Numerous buildings were hit by artillery and helicopter gunfire in Hajar al-Aswad neighborhood, they said. Footage posted on the Internet by activists showed holes in buildings and rubble strewn in alleyways.

Hajar al-Aswad is home to many Syrians who fled the Golan Heights in 1967 during the Six-Day War with Israel and many have now fled violence in the capital to return to villages near the border, 35 kms (22 miles) to the southwest.

The neighborhood is one of a series of Sunni Muslim districts on the edge of the capital that have been at the forefront of the revolt against President Bashar al-Assad, who belongs to the minority Alawite sect.

"Rebel operations from Hajar al-Assad had stopped, but today we saw the heaviest bombardment on the district in two months," said activist Abdallah Golan, from the opposition Damascus Media Center, speaking by phone from the scene.

Shelling was also reported on the southern Tadamon district, where rebels had pulled out, and the southern Damascus suburb of Yalda, other opposition campaigners said.

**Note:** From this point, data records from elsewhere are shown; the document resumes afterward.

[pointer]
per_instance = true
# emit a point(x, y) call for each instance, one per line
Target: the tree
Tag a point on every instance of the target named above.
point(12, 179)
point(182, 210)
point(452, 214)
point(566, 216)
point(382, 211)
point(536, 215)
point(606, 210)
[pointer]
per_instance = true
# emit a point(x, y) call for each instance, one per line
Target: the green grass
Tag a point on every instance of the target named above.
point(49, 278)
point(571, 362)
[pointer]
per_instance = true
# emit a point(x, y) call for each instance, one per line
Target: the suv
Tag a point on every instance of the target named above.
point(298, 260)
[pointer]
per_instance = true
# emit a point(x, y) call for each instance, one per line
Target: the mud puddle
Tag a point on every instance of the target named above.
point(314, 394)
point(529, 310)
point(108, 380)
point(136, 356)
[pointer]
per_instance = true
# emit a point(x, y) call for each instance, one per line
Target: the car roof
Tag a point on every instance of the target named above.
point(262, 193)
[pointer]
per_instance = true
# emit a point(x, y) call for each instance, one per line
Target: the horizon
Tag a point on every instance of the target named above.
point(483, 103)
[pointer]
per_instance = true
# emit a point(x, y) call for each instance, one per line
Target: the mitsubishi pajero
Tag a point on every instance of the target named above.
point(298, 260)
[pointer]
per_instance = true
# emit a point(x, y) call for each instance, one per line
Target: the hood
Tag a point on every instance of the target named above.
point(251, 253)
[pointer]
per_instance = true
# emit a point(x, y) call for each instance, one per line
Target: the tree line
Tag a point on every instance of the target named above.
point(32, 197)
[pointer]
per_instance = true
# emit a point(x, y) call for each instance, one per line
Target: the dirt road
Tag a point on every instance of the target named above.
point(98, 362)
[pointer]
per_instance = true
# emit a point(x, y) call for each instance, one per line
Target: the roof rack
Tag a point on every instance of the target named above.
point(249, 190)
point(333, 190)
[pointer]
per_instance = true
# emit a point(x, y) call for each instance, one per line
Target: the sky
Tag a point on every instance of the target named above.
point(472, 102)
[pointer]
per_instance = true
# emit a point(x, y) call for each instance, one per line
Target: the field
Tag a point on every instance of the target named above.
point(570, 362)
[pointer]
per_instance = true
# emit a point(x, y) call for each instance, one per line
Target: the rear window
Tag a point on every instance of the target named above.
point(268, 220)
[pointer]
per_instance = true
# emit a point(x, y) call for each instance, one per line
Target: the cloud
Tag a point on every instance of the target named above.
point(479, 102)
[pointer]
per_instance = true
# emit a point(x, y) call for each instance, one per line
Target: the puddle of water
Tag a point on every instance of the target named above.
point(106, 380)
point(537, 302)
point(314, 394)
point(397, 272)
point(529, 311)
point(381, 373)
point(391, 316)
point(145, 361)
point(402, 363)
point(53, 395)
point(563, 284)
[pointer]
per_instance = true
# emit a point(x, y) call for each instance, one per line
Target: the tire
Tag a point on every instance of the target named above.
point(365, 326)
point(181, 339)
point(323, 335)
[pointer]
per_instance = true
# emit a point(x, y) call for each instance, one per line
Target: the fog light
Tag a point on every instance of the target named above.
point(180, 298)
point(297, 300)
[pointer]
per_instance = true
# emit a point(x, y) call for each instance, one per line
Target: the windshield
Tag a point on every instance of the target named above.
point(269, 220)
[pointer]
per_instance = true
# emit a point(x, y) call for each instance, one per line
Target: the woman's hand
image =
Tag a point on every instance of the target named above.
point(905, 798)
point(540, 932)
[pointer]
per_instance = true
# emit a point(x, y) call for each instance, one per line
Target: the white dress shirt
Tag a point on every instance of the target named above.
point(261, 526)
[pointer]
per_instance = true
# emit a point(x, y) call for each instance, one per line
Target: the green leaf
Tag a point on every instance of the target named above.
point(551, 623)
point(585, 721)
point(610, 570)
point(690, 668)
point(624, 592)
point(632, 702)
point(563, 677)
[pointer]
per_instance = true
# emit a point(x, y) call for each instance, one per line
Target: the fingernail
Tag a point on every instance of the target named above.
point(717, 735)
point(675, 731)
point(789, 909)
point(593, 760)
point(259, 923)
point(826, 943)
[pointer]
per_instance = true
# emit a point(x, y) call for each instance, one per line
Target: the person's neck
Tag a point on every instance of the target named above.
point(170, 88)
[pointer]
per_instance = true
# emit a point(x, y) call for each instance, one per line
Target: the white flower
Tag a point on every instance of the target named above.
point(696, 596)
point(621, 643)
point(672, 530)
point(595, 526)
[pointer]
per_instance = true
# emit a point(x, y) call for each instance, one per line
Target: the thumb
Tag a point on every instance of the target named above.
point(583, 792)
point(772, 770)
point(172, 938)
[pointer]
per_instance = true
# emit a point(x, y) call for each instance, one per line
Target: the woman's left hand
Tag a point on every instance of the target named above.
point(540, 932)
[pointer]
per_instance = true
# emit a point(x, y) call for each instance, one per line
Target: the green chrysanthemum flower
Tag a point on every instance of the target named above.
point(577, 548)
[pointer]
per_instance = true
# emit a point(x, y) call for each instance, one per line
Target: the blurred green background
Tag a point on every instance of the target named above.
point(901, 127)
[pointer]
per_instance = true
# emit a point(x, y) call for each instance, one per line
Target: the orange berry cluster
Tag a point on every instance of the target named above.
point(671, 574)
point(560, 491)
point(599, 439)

Government forces, backed by armor, artillery and air power, have attacked a dozen Sunni districts on the outskirts of Damascus in a campaign to put down the rebellion in the capital.

Activists and residents say the assaults have killed at least 2,000 people in the last two months and many were summarily executed after government troops made incursions in residential districts following ground and aerial bombarding.

(Reporting by Khaled Yacoub Oweis, Amman newsroom; Editing by Angus MacSwan)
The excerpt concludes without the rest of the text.